Generally one optimizes PostgreSQL queries using SQL commands such as Create index, vacuum, vacuum analyze, cluster and explain. However, Calabrese offers this warning: Access 97 took the liberty of changing his queries based on how it thought they would be more efficient. Calabrese headed this off by using a pass-through query that told Access not to touch the query but send it straight to back end.
In the optimization he did for Bike Friday's PostgreSQL database, Calabrese scored most of his speed gains by extracting smaller, more exact amounts of data. Instead of the database querying 100,000 product order details at once, he told it to only look at the orders using some 2,000 details instead. “Access is greedy”, Calabrese said. “It grabs all the records and goes through them every time. That's very inefficient. We have 30 people with the company now, and if each has a computer accessing the database, that's going to be problem real fast in terms of speed.”
The next stage in the changeover is debugging queries, and there are two basic routes here. The first is to activate and use the debugging tools in the ODBC driver for PostgreSQL. One can have the driver create a log so that whenever Access sends an SQL command, PostgreSQL puts it into the log, which is written to the root of the C drive. This will catch Access in the act if it tries to retrieve something like 100,000 rows or otherwise butcher a query and, for example, break it into a thousand smaller ones. Basically, it's an audit trail that makes it easier to catch haywire queries and rewrite them if something goes wrong, as it did here:
conn=86311032, query=' ' CONN ERROR: func=SQLDriverConnect, desc='Error from CC_Connect', errnum=105, errmsg='The database does not exist on the server or user authentication failed.'
Alternately, if Access is sending a query and the system hangs, one can change the debug level on the server side to read the queries being sent to it. Fine tuning is a matter of going through each screen and testing them to ensure they're all up to speed by simplifying queries, making them faster or combining them. This process sounds easy but isn't, considering how esoteric some SQL lore can be. But, running two or three complete alpha tests at this point is going to save grief later.

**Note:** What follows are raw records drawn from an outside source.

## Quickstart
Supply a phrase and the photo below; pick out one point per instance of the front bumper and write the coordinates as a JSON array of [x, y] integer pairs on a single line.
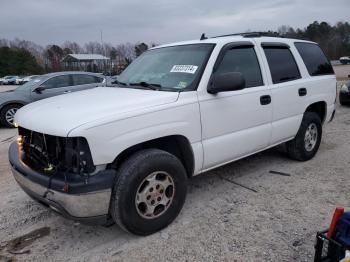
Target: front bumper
[[87, 202]]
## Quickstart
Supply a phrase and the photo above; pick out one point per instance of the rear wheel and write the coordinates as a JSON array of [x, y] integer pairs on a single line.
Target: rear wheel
[[7, 114], [307, 141], [149, 192]]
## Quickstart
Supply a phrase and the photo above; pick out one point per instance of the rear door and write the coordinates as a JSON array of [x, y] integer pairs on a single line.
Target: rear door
[[83, 81], [54, 86], [288, 91], [236, 123]]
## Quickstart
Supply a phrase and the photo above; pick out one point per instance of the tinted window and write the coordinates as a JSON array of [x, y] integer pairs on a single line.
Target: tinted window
[[282, 64], [315, 60], [242, 60], [86, 79], [58, 81]]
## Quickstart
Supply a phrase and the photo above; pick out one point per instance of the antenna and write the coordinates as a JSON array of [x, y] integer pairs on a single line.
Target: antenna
[[203, 37]]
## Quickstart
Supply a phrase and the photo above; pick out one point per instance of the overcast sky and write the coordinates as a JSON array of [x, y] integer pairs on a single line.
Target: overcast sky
[[159, 21]]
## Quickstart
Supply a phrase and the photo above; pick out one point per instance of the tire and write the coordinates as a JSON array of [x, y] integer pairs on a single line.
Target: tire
[[5, 114], [131, 212], [304, 148]]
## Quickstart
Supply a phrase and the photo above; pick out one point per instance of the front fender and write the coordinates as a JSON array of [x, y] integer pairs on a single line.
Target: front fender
[[109, 140]]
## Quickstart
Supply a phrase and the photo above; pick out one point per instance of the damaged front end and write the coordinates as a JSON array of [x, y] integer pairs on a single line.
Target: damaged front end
[[59, 172], [52, 154]]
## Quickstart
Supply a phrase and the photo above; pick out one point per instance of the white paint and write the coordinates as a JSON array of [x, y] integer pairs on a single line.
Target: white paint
[[220, 128]]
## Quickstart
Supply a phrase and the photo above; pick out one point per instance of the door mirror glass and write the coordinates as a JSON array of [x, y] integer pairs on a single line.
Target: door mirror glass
[[39, 89], [223, 82]]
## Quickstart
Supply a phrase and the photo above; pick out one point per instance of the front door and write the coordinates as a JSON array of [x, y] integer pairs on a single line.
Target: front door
[[236, 123]]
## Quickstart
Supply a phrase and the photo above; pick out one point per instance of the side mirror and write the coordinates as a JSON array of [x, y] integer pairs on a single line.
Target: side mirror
[[224, 82], [39, 89]]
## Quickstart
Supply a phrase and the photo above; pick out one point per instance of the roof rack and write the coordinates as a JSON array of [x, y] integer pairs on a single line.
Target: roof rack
[[246, 34]]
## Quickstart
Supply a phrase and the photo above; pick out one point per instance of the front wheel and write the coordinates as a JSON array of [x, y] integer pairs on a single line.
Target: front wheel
[[307, 141], [149, 192]]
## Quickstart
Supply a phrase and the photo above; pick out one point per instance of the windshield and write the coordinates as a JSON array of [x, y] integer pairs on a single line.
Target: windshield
[[168, 68]]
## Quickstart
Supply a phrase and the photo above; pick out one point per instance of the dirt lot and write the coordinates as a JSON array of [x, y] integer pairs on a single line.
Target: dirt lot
[[274, 221]]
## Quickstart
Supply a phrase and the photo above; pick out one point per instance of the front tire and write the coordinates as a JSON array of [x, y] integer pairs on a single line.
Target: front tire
[[149, 192], [307, 141], [7, 115]]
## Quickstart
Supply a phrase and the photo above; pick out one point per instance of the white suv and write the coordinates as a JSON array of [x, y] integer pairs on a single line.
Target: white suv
[[125, 153]]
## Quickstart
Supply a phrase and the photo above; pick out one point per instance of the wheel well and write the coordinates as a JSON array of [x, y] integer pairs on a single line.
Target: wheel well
[[319, 108], [176, 144]]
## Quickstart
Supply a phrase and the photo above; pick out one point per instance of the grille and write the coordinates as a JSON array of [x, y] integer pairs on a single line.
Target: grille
[[51, 154]]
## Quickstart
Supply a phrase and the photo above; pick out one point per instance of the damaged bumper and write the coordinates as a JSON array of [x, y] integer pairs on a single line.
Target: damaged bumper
[[75, 197]]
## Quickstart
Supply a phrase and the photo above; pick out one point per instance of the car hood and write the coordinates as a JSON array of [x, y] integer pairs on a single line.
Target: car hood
[[59, 115]]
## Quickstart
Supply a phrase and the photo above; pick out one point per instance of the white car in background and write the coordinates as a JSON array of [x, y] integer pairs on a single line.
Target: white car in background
[[19, 80], [25, 79], [9, 80]]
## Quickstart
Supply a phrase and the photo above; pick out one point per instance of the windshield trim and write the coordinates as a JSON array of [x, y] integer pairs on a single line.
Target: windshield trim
[[194, 85]]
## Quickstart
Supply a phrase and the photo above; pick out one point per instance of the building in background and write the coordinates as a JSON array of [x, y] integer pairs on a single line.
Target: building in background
[[86, 62]]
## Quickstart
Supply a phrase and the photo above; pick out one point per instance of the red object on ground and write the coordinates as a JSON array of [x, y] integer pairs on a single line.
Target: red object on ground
[[338, 212]]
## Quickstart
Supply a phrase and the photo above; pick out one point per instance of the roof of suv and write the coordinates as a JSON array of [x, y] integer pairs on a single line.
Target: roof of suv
[[233, 38]]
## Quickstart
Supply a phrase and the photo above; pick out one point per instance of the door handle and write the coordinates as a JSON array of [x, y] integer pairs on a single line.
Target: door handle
[[302, 91], [265, 100]]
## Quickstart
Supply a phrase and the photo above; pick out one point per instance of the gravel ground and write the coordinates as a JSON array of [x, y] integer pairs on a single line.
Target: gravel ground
[[275, 220]]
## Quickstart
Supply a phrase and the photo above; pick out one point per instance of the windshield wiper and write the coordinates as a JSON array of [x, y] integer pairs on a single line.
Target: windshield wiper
[[147, 85], [117, 82]]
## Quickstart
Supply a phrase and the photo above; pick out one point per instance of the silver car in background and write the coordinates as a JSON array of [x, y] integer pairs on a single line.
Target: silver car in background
[[45, 86]]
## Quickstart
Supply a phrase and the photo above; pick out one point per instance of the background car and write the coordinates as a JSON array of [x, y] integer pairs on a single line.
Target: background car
[[43, 87], [9, 80], [345, 60], [28, 78], [19, 80], [344, 94], [112, 80]]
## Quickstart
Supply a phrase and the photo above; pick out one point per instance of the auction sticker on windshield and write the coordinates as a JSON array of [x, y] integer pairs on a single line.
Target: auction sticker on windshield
[[190, 69]]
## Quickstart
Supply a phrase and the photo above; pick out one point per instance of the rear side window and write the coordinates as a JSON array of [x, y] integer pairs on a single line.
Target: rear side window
[[58, 81], [315, 60], [282, 64], [243, 60], [86, 79]]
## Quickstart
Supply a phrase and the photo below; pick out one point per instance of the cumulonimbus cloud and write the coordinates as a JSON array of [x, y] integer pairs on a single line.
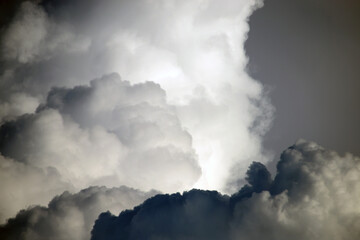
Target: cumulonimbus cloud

The next step before putting the whole thing into production is to beta test it. Calabrese monitored Bike Friday's back-end system while salespeople, executives and associates used it in real time. “You're not just testing whether the front end has errors, but how big you need to make the server”, Calabrese said. He wrote a query script that kept close watch on the three main bottlenecks (CPU, the disk and the network) to see what loads they were taking.
For hardware tweaking (CPU, disks and memory), Bruce Momjian's Linux Journal article “PostgreSQL Performance Tuning” (August 2001 issue and also accessible on-line at www.linuxjournal.com/lj-issues/issue88/4791.html ) provides a handy overview. Calabrese's script measured CPU stress based on how many seconds the load remained at 100%, 50% and idle. It looked at disk transfers in terms of the number of reads and writes to and from the disk, as well as the amount in kilobytes of those reads and writes. As for the network rate, Calabrese's script counted packets per second and bytes per second. Calabrese also suggested doing a ping/F on an isolated network, a flood ping that will indicate how much the server can take before it maxes. As far as memory goes, the more you have, the more data PostgreSQL will load into it and the faster the database will be.
Of course, the only way really to determine if a database is fast enough is whether or not the people using it feel it is fast enough. Fractional waits that seem insignificant on paper can be much longer in real time. Each organization will have its own tolerance level for speed and performance. The only way to be sure the database is working the way the organization wants it to is to let people use it and listen to what they say.
Finally, once you've gone through a few production tests, having listed and cleaned up all the errors in the interface, you're ready to roll out an open-source foundation for a real-world, enterprise e-business.